I saw this fabric as soon as I walked into the store, the little owls being the first thing to catch my eye. These sort of soft earth tones are so my kind of colours. There was a quilt up on the wall using these fabrics, but my time was limited and I didn’t think I’d have enough time to find the pattern, get the measurements, cut the fabric, etc so I just decided it wasn’t meant to be. That is until I walked to the back of the store where they had a shelf full of prepackaged quilting kits, including a kit for the quilt I had seen on the wall! It was meant to be after all!

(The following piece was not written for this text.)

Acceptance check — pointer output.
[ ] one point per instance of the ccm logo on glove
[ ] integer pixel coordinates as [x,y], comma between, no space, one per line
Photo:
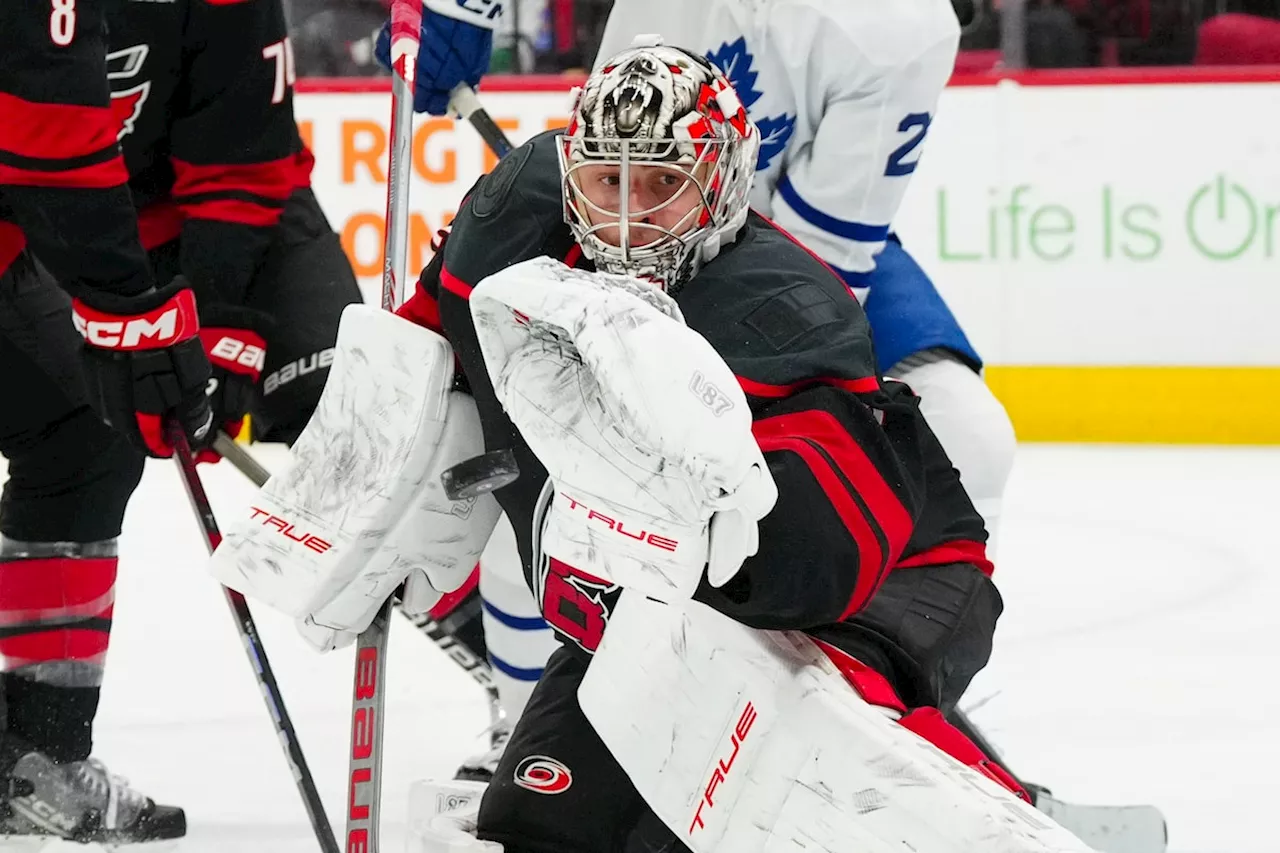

The quilt pattern is called Hopscotch Too and is by Designs to Share With You. This is where fabric choice speaks volume. Based solely on the picture on the front of this pattern I never would have picked it up, but after seeing a finished quilt made with this pattern using fabrics I like there was no hesitation that this would be the next quilt I’d make.The majority of the fabric is from a Robert Kaufman line called On a Whim 2 designed by Amy Shimler. I am especially fond of the owls.
I really like these “whack and stack” sort of quilts, as I like to call them. The kind where the finished product looks like it involved many intricate, well measured cuts, where in reality it really just involved sewing things together and then cutting them apart again. I cut all of the squares out on Tuesday night while a friend from work was here working on her own quilt. Of course I got talking and managed to cut one block 1/2 an inch too small, but luckily I had bought a few fat quarters in matching fabric so I could fix my mistake. Note to self: measure twice, cut once.
The downfall of these whack and stack quilts is the ironing. After cutting out and ironing the fabric blocks it took me less than two hours to sew them together, cut them out again, and iron everything a second or third time. There would be significantly more time spent with the iron if I were to cut each of these pieces out and sew them together individually, so I really shouldn’t complain.
After cutting the block apart twice and sewing things back together again twice I’ll end up with a block that has four different fabrics on each corner. If I had cut out my borders the other night as well and had a dedicated day to work on this quilt I could easily have the top sewn together within a few hours.
That, of course, is not how I work so the partially finished blocks have been set aside for another day.